Experimental implementation of quantum greedy optimization on quantum computer

TL;DR

This paper demonstrates an improved quantum greedy optimization algorithm implemented on a quantum computer, which reduces the number of measurements needed to find ground states by enhancing sensitivity analysis techniques.

Contribution

It introduces an improved sensitivity analysis method for d-QGO that employs larger differential intervals, making the algorithm more practical on noisy quantum devices.

Findings

Reduces shot count for sensitivity analysis

Maintains high success probability in ground state determination

Enhances practicality of quantum greedy optimization

Abstract

This paper implements a quantum greedy optimization algorithm based on the discretization of time evolution (d-QGO).

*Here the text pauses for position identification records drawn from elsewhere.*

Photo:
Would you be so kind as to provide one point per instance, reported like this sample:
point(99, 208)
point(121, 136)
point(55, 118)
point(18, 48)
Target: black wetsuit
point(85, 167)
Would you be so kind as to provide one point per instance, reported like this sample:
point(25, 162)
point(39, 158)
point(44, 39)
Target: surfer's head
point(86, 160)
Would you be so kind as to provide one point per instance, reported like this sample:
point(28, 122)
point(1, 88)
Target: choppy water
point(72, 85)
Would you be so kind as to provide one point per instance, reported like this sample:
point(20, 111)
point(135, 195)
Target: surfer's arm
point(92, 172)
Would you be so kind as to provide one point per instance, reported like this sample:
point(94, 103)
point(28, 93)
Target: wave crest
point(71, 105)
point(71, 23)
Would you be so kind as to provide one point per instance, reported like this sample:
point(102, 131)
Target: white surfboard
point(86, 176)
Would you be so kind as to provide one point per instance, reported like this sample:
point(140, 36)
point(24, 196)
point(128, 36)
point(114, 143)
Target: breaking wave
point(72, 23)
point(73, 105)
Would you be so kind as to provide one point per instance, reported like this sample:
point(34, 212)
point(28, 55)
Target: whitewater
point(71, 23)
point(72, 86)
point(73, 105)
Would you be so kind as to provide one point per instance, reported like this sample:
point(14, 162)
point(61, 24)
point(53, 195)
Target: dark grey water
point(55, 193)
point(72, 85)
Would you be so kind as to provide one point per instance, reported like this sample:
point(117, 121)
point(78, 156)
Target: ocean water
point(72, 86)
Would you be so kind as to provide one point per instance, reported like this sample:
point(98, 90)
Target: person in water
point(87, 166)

Quantum greedy optimization, which was originally developed for reducing processing time via counterdiabatic driving, sequentially selects a parameter in the counterdiabatic term from the sensitivity analysis of energy and then determines the parameter value. For implementing d-QGO on a quantum computer, the sensitivity analysis may become a bottleneck to find the ground state in a short time due to device and shot noise. In this paper, we present an improved sensitivity analysis for d-QGO that employs a sufficiently large differential interval. We demonstrate that d-QGO reduces the number of shots required to determine the sensitivity while maintaining the success probability.